Unity3d Extension methods example

Extension methods are awesome for extending the functionality of existing classes. What is really cool is that if you use an IDE that supports autocompletion, your extension methods will show up when using the classes you extend.

For this example, let’s suppose that you want to extend Unity’s AnimationClip to support the idea of adding an “OnAnimationEnd” event.

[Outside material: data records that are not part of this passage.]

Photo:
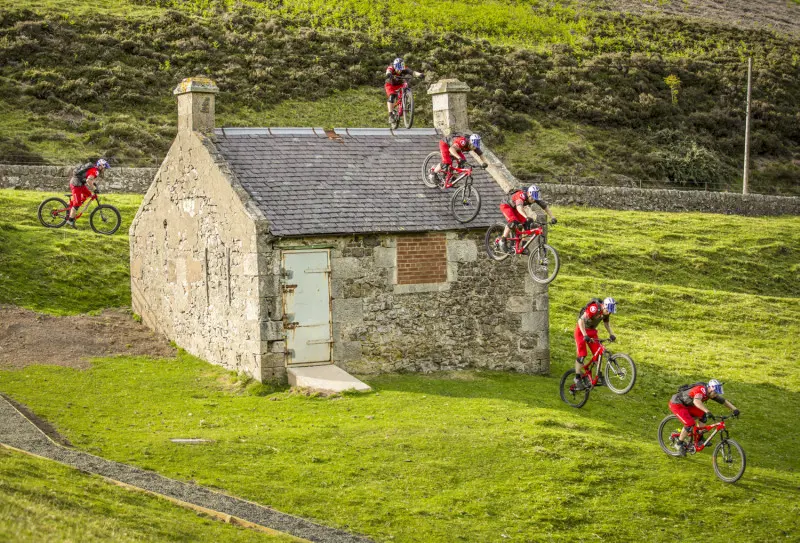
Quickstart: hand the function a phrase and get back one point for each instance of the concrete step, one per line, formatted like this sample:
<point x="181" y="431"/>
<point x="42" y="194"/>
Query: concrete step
<point x="327" y="378"/>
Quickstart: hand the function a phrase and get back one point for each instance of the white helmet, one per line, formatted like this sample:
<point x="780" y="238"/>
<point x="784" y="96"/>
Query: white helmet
<point x="475" y="141"/>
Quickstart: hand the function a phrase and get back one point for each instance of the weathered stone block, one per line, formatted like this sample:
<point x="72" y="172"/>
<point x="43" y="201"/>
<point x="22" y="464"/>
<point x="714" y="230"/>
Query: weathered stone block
<point x="346" y="268"/>
<point x="462" y="250"/>
<point x="534" y="321"/>
<point x="348" y="311"/>
<point x="346" y="350"/>
<point x="250" y="264"/>
<point x="519" y="304"/>
<point x="272" y="330"/>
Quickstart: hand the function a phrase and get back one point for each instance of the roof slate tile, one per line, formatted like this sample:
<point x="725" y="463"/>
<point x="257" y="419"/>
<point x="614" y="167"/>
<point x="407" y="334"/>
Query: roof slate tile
<point x="311" y="184"/>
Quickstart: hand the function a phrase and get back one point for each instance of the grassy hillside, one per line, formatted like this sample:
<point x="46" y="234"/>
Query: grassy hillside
<point x="42" y="269"/>
<point x="64" y="271"/>
<point x="44" y="501"/>
<point x="489" y="456"/>
<point x="473" y="456"/>
<point x="562" y="89"/>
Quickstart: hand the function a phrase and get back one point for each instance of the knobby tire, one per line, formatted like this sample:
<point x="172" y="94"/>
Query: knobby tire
<point x="45" y="212"/>
<point x="576" y="399"/>
<point x="102" y="215"/>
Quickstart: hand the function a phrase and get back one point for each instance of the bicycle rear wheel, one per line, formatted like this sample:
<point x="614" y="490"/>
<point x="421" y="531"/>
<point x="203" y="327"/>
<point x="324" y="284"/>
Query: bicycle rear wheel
<point x="105" y="219"/>
<point x="465" y="203"/>
<point x="729" y="460"/>
<point x="570" y="396"/>
<point x="408" y="108"/>
<point x="620" y="373"/>
<point x="53" y="213"/>
<point x="493" y="247"/>
<point x="428" y="164"/>
<point x="543" y="264"/>
<point x="668" y="432"/>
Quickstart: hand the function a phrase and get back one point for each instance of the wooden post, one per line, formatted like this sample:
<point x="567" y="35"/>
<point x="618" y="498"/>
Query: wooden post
<point x="747" y="127"/>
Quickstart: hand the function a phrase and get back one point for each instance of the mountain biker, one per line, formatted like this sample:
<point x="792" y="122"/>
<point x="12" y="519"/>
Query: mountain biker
<point x="512" y="208"/>
<point x="82" y="176"/>
<point x="586" y="330"/>
<point x="688" y="405"/>
<point x="455" y="150"/>
<point x="394" y="82"/>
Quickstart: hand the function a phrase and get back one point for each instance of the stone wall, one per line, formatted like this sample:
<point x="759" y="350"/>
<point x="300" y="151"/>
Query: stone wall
<point x="137" y="180"/>
<point x="485" y="315"/>
<point x="56" y="178"/>
<point x="195" y="273"/>
<point x="729" y="203"/>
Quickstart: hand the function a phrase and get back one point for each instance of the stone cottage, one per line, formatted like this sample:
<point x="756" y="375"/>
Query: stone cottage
<point x="269" y="250"/>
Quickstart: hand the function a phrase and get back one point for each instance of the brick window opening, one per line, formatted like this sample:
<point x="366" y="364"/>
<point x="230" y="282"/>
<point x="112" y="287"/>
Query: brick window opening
<point x="421" y="259"/>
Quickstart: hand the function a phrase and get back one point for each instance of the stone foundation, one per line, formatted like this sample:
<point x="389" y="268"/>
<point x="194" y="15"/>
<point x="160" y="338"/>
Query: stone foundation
<point x="486" y="315"/>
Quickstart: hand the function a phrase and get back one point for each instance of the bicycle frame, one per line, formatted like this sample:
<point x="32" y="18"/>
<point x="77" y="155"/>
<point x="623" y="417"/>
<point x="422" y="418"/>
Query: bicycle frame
<point x="400" y="95"/>
<point x="464" y="173"/>
<point x="521" y="243"/>
<point x="717" y="427"/>
<point x="597" y="359"/>
<point x="81" y="209"/>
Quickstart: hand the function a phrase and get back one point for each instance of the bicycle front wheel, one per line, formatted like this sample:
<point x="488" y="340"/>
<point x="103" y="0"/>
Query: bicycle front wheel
<point x="53" y="213"/>
<point x="543" y="264"/>
<point x="105" y="219"/>
<point x="620" y="373"/>
<point x="465" y="203"/>
<point x="668" y="432"/>
<point x="569" y="394"/>
<point x="427" y="166"/>
<point x="494" y="249"/>
<point x="408" y="108"/>
<point x="729" y="461"/>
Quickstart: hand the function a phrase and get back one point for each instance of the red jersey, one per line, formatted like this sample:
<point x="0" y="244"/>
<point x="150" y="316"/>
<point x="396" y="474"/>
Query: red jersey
<point x="593" y="314"/>
<point x="462" y="143"/>
<point x="687" y="397"/>
<point x="92" y="172"/>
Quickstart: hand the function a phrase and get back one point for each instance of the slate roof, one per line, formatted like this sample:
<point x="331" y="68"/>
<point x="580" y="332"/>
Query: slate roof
<point x="361" y="181"/>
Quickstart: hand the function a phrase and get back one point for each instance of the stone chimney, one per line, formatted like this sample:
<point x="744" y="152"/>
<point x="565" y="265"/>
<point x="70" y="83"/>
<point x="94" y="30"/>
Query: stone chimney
<point x="196" y="104"/>
<point x="450" y="106"/>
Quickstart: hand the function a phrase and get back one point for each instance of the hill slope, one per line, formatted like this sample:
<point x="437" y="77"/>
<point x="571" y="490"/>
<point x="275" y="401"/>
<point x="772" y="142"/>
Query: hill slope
<point x="484" y="456"/>
<point x="561" y="89"/>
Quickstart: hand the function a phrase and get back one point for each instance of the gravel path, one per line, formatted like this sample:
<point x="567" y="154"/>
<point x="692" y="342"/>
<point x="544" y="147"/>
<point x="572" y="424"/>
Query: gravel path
<point x="19" y="432"/>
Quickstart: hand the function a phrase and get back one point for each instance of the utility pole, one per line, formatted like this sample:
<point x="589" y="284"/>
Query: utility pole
<point x="747" y="127"/>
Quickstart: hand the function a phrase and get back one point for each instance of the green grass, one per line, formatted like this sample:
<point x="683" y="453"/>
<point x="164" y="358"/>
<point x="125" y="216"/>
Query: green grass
<point x="561" y="87"/>
<point x="501" y="21"/>
<point x="62" y="271"/>
<point x="42" y="269"/>
<point x="489" y="456"/>
<point x="41" y="500"/>
<point x="361" y="107"/>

When the animation clip ends, a callback will be called.

using UnityEngine;

public static class AnimationClipExtensions
{
    public static void AddOnAnimationEndEvent (this AnimationClip animationClip, string onAnimationEndCallbackName)
    {
        AddOnAnimationEndEvent (animationClip, onAnimationEndCallbackName, 0, 0.0f, "", null);
    }

    public static void AddOnAnimationEndEvent (this AnimationClip animationClip, string onAnimationEndCallbackName, int intParameter)
    {
        AddOnAnimationEndEvent (animationClip, onAnimationEndCallbackName, intParameter, 0.0f, "", null);
    }

    public static void AddOnAnimationEndEvent (this AnimationClip animationClip, string onAnimationEndCallbackName, float floatParameter)
    {
        AddOnAnimationEndEvent (animationClip, onAnimationEndCallbackName, 0, floatParameter, "", null);
    }

    public static void AddOnAnimationEndEvent (this AnimationClip animationClip, string onAnimationEndCallbackName, string stringParameter)
    {
        AddOnAnimationEndEvent (animationClip, onAnimationEndCallbackName, 0, 0.0f, stringParameter, null);
    }

    public static void AddOnAnimationEndEvent (this AnimationClip animationClip, string onAnimationEndCallbackName, Object objectReferenceParameter)
    {
        AddOnAnimationEndEvent (animationClip, onAnimationEndCallbackName, 0, 0.0f, "", objectReferenceParameter);
    }

    private static void AddOnAnimationEndEvent (this AnimationClip animationClip, string onAnimationEndCallbackName, int intParameter, float floatParameter, string stringParameter, Object objectReferenceParameter)
    {
        AnimationEvent animEvent = new AnimationEvent ();
        animEvent.time = animationClip.length;
        animEvent.functionName = onAnimationEndCallbackName;
        animEvent.intParameter = intParameter;
        animEvent.floatParameter = floatParameter;
        animEvent.stringParameter = stringParameter;
        animEvent.objectReferenceParameter = objectReferenceParameter;
        animEvent.messageOptions = SendMessageOptions.DontRequireReceiver;
        animationClip.AddEvent (animEvent);
    }
}

Now that we have a few extension methods, let’s test it out. Create a new component and fill in the animation clip in the inspector

using UnityEngine;
using System.Collections;

public class ExtensionMethodTest : MonoBehaviour
{
    public AnimationClip testClip;

    void Start ()
    {
        testClip.AddOnAnimationEndEvent("TestOnAnimationEndEvent");
        testClip.name= "TestClip";
        animation.Play("TestClip");
    }

    void Update ()
    {

    }

    void TestOnAnimationEndEvent()
    {
        Debug.Log("TestOnAnimationEndEvent() was called.");
    }
}

Unity3D AssetPostprocessor Example

In Unity3D, you’ll often find yourself repeating a lot of simple tasks on prefabs if you make changes to the source content after you’ve placed instances of the prefab in the editor; stuff like turning off the renderer for some meshes, or adding colliders and scripted components. Unity provides a mechanism to automate much of this work with the AssetPostProcessor class.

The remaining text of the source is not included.